Armand Barbès dit ensuite comment, spiritualiste par instinct, et ramené par l’approche de son heure dernière à un ordre de pensées élevées, il se rappela, avec une touchante reconnaissance, à quelle source il avait puisé cette tranquillité suprême en face de la mort, et il poursuit ainsi :

«… Un jour je lus, dans l’Encyclopédie nouvelle, le magnifique article Ciel, par Jean Raynaud. Sans parler des raisons péremptoires par lesquelles il détruit en passant le ciel et l’enfer des catholiques, sa capitale idée (telle que l’enseignait la foi druidique), de faire découler de la loi du progrès la série infinie de nos vies, progressant continuement dans des mondes qui y gravitaient eux-mêmes de plus en plus vers Dieu, me parut satisfaire à la fois nos aspirations multiples. Sens moral, imagination, désirs, tout n’y trouve-t-il pas de place ? Cependant, emporté, lorsque je lus cet article, par les préoccupations d’un républicain actif, j’en méditai peu les détails, je ne fis que les déposer, en quelque sorte, bruts, dans mon sein ; mais depuis que, ramassé blessé dans la rue, j’habitais une chambre de prison avec l’échafaud en perspective, je les avais tirés de la place où je les gardais en réserve comme une dernière richesse dont il m’importait de connaître enfin toute la valeur… et c’est ce qui vint naturellement se présenter à ma pensée au moment où je veillais, victime déjà liée pour le bourreau (on avait eu l’infamie de mettre à Barbès la camisole de force des condamnés à mort)… où je veillais la solennelle nuit de la mort…

» Que Jean Raynaud, l’éloquent encyclopédiste, me pardonne, si je changeai en un plomb vil, pour le besoin du moment, l’or pur de sa haute métaphysique ; mais voici comment, après m’être confirmé par quelques raisonnements préliminaires ma croyance à l’immortalité de l’âme, il m’a semblé voir se dérouler une sublime échelle de Jacob, dont le pied s’appuyait sur la terre pour monter vers le ciel, sans finir jamais, d’astre en astre, de sphère en sphère ! La terre, cette petite planète, où je venais de passer trente ans, me parut un des lieux innombrables où l’homme fait sa première étape dans la vie… d’où il commence à monter devant Dieu ; et lorsque le phénomène que nous appelons la mort s’accomplit, l’homme, emporté par l’attraction du progrès, va renaître dans un astre supérieur avec un nouvel épanouissement de son être… »

— Vous voyez, mes enfants, quelle force d’âme peut donner le dogme de la perpétuité dans la vie.

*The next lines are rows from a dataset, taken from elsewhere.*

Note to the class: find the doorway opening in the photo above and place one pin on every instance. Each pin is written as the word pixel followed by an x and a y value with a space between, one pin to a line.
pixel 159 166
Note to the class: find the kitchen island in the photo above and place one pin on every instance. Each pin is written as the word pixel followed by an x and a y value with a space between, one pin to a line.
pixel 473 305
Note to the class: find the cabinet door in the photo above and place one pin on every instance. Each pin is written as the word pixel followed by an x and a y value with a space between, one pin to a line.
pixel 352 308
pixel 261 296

Imitons donc nos aïeux dans leurs croyances, et conservons comme eux notre nom, notre langue, notre foi.

— À cet engagement nous ne faillirons pas, mon père ! — répondit Velléda.

— Nous ne montrerons ni moins de courage ni moins de persistance que nos ancêtres, — ajouta Sacrovir. — Ah ! quelle émotion sera la mienne lorsque je lirai ces caractères vénérés qu’ils ont tracés !… Mais l’écriture de la langue celtique ou gauloise est-elle donc tout à fait la même que l’écriture bretonne, que nous avons l’habitude de lire, père ?

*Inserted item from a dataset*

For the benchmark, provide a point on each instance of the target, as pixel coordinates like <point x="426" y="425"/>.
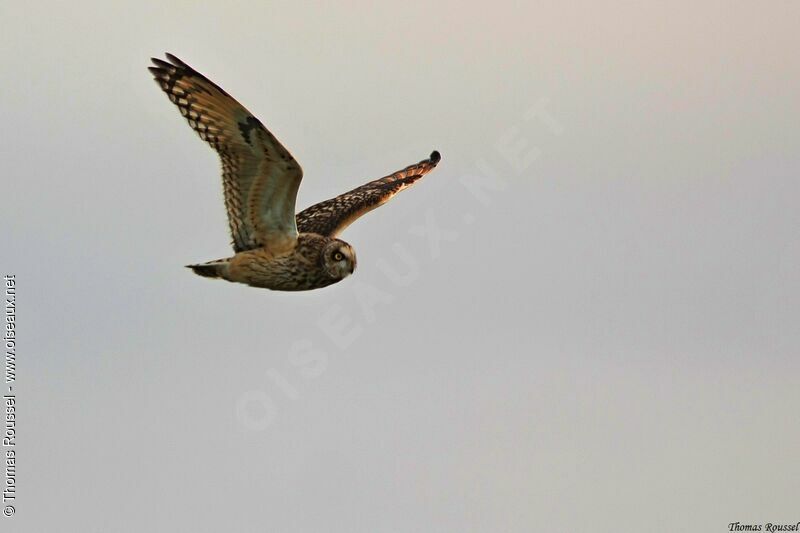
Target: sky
<point x="585" y="319"/>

— Non, mon enfant ; depuis nombre de siècles l’écriture gauloise, qui était d’abord la même que celle des Grecs, s’est peu à peu modifiée par le temps, et est tombée en désuétude ; mais mon grand-père, ouvrier imprimeur, aussi obscur qu’érudit et lettré, a traduit en écriture bretonne moderne tous les manuscrits écrits en gaulois. Grâce à ce travail, tu pourras donc lire ces manuscrits aussi couramment que tu lis ces légendes si aimées de notre brave Gildas, et qui, composées il y a huit ou neuf cents ans, courent encore nos villages de Bretagne, imprimées sur papier gris.

— Mon père, — dit Sacrovir, — une question encore… Notre famille a-t-elle donc pendant tant de siècles toujours habité la Bretagne ?

— Non… pas toujours, ainsi que tu le verras par ces récits… La conquête, les guerres, les rudes et différentes vicissitudes auxquelles était soumise, dans ces temps-là, une famille comme la nôtre, ont souvent forcé nos pères de quitter le pays natal, tantôt parce qu’ils étaient traînés esclaves ou prisonniers dans d’autres provinces, tantôt pour échapper à la mort, tantôt pour gagner leur pain, tantôt pour obéir à des lois étranges, tantôt par suite des hasards du sort ; mais il est bien peu de nos ancêtres qui n’aient accompli une sorte de pieux pèlerinage, que j’ai accompli moi-même, et que tu accompliras à ton tour le 1er janvier de l’année qui suivra ta majorité, c’est-à-dire le 1er janvier prochain.

— Pourquoi particulièrement ce jour, père ?

— Parce que le premier jour de chaque nouvelle année a toujours été dans les Gaules un jour solennel.

— Et ce pèlerinage, quel est-il ?

— Tu iras aux pierres druidiques de Karnak, près d’Auray.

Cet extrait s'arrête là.